Home » Aliko Dangote’s sugar refinery moves to invest $1 billion in Nigeria expansion

Aliko Dangote’s sugar refinery moves to invest $1 billion in Nigeria expansion

by Editorial Team

Dangote Sugar Refinery Plc has announced a move to invest $1 billion in its sugar expansion in Nigeria, Africa’s largest economy and its primary market, Bloomberg reported.

Dangote Sugar Refinery is a subsidiary of Dangote Industries Limited, a Nigeria-based multinational conglomerate with a diversified and fully integrated industrial portfolio. It was founded by Africa’s most prosperous man, Aliko Dangote. It is the largest conglomerate on the African continent.

The announcement follows a move by the Central Bank of Nigeria to conserve foreign exchange, naming the company one of the sole three sugar importers in the country. 

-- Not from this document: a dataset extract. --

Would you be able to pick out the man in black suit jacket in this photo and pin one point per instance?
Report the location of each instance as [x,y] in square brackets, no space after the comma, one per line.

Dangote Sugar Refinery has therefore put more than 100,000 hectares of land under cultivation to grow sugarcane for local distribution.

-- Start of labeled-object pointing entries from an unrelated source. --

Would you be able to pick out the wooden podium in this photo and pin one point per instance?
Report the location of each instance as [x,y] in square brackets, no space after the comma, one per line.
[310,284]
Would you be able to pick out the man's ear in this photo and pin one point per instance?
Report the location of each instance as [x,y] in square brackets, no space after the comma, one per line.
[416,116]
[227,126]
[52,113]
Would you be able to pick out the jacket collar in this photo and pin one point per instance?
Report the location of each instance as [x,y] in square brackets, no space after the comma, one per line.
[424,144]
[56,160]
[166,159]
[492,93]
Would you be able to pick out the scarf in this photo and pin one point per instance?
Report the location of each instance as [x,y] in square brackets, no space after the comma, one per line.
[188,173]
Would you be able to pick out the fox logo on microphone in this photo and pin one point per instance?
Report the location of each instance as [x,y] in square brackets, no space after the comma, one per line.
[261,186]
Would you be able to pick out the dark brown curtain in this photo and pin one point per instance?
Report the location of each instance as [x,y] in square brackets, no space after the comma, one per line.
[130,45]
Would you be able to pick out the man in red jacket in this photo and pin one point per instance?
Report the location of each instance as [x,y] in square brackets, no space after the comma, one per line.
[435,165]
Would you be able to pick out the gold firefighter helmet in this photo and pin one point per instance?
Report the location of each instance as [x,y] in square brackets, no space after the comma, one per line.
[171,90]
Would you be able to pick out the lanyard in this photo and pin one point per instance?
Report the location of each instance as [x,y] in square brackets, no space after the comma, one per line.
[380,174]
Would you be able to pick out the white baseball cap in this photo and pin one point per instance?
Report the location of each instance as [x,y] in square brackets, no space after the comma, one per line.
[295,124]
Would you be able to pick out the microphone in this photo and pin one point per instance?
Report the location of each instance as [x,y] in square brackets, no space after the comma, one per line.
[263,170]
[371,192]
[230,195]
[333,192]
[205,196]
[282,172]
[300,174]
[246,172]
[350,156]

Dangote Sugar Refinery CEO Ravindra Singhvi revealed this in an investor call in Lagos. According to the CEO, its plantations in Adamawa and Nasarawa in North Nigeria will be ready by 2023. 

As of June, the company’s sugar refinery in Adamawa recorded an annual output of 403,846 metric tonnes. It plans to raise its capacity to between 1.5 million and 2 million tonnes of refined sugar annually by 2024.

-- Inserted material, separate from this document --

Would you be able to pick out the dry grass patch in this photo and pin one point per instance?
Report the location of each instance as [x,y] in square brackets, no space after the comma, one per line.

Meanwhile, Dangote Sugar Refinery is working to double the capacity of its Adamawa facility to 6,000 metric tonnes of cane-crushing per day, further increasing its local sourcing of raw materials while reducing its spending of hard currency.

This will facilitate the company’s move toward the government’s backward integration plan, a core reason why Nigeria decided to name it a sugar importer.

Nigeria’s other exclusive importers include billionaire Abdul Samad Rabiu’s BUA Sugar Refinery and John  Coumantaros’ Flour Mill Nigeria.

Dangote Sugar Refinery

The Dangote Sugar Refinery has a 1.44-million-metric-tonne refining capacity. It is Nigeria’s largest sugar producer.

On Aug. 2, the company posted N12.60 billion ($30.6 million) as its mid-year profits for 2021 following a double-digit increase in its revenue, representing a nine-percent growth compared to its profits after tax of N11.58 billion ($28.14 billion) in 2020.